Friday, September 23, 2016

Another Zoning Amendment Proposed

In March, a proposal came before the Planning Board to build four town houses on Hudson Avenue, the street that runs south from Union Street in the middle of the block between Fifth and Sixth streets. Hudson Avenue was created in 1907 for the sole purpose of giving access to the then new plant of the Gifford-Word Company. 

Gifford-Wood, c. 1915

Photo: Virginia Martin















The old Gifford-Word building, last used by McGuire Overhead Door, has been vacant for the past ten years, but as a legacy from those days, most of Hudson Avenue is still zoned industrial. Building houses there would require either a use variance from the Zoning Board of Appeals or a change in the zoning.



The project went before the ZBA in March seeking a use variance, but, at the same meeting the ZBA granted a use variance for the hotel to be created at 41 Cross Street, it denied a use variance to this project.
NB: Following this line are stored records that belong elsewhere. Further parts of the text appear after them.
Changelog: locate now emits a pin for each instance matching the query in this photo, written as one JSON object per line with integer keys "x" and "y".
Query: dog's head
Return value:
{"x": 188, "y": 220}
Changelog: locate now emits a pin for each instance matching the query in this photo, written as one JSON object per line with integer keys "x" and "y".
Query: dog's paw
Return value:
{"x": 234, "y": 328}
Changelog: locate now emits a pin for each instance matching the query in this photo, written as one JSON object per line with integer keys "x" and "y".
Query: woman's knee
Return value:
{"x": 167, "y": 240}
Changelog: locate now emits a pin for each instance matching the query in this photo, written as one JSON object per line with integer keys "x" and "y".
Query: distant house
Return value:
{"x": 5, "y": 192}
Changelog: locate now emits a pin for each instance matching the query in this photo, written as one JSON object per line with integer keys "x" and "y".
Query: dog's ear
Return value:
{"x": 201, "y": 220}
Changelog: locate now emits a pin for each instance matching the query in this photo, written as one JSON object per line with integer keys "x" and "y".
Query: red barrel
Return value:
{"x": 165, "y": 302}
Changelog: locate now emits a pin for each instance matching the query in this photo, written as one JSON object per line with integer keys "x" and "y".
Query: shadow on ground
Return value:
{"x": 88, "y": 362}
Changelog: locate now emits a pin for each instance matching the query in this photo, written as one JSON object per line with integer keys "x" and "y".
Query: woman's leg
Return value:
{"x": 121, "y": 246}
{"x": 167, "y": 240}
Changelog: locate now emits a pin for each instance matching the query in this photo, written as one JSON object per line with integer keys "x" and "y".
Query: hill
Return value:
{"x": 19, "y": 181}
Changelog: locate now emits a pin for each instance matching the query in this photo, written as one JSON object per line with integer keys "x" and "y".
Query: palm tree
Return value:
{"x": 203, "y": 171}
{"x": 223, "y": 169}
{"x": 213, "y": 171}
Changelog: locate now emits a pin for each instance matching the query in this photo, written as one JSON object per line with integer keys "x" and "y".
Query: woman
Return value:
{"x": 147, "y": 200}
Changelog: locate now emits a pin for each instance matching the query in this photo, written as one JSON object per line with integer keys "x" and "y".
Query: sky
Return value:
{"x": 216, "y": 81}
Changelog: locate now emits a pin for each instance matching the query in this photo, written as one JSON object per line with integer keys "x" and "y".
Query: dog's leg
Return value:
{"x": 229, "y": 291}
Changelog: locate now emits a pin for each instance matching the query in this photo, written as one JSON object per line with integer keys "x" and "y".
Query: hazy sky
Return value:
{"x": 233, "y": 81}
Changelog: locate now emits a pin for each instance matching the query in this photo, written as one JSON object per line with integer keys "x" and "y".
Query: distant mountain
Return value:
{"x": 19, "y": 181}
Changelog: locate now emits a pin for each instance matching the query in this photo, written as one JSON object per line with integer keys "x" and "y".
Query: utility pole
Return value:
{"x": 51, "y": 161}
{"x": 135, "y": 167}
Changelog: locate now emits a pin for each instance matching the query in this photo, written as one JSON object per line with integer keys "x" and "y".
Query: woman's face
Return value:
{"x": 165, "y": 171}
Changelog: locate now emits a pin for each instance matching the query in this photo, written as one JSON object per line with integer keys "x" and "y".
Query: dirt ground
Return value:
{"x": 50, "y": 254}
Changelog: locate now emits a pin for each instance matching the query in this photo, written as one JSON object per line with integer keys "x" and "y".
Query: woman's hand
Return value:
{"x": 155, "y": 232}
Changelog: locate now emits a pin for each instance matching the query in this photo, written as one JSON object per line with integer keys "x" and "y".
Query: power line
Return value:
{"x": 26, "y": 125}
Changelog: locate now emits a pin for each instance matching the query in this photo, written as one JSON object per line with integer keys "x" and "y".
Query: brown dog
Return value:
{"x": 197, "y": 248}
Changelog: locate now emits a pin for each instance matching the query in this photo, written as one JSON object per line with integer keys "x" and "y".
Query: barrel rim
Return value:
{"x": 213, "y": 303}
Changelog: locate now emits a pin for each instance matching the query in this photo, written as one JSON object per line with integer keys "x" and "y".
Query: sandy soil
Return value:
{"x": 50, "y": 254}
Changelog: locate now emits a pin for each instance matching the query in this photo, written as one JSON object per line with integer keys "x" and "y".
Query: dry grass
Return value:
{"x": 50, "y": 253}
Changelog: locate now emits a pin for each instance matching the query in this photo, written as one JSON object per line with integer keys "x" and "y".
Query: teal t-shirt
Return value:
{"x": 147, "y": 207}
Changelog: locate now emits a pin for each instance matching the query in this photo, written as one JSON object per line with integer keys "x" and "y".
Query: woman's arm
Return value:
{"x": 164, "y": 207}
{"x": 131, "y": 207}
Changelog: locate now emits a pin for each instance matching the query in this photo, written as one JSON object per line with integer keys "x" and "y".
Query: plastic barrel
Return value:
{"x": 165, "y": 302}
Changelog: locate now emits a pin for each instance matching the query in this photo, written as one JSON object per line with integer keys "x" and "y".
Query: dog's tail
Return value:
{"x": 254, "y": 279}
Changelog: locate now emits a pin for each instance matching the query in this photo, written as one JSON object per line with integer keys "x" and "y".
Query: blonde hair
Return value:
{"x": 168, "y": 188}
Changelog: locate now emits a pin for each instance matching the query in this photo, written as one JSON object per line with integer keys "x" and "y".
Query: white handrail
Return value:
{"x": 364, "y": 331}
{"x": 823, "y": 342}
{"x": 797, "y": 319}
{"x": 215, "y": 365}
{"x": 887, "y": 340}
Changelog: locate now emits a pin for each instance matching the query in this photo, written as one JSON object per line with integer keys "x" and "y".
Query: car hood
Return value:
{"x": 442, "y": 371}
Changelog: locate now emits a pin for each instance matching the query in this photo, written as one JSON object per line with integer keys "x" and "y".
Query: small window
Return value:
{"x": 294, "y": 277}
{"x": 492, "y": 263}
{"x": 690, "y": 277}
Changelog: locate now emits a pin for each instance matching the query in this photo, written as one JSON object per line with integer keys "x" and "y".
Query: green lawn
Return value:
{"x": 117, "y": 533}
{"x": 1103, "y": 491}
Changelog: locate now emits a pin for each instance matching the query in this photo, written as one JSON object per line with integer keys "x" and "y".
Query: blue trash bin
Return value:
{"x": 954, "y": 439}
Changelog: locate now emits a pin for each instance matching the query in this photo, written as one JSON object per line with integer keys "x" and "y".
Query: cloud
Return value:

Instead, the applicants were advised to petition the Common Council to amend the zoning.



In  August, an amendment to the zoning law that would change the zoning for three parcels on the west side of Hudson Avenue from I-1 (Industrial) to R-S-C (Residential Special Commercial), authored by Alderman John Friedman (Third Ward), was introduced in the Legal Committee and forwarded to the full Council. At Tuesday's Common Council meeting, the amendment was placed on the aldermen's desks,  and the Council voted to forward the proposed amendment to the Hudson Planning Board and the Columbia County Planning Department for review.  

Some residents of East Allen Street were present at the meeting on Tuesday to express their concern that the proposed change in zoning would affect the view from their backyards. Given that the proposed change involves only three tax parcels along the west side of Hudson Avenue, totaling just 3 acres, it is unlikely that the change of zoning and the construction of four residential dwellings will have any impact at all on the houses on East Allen Street.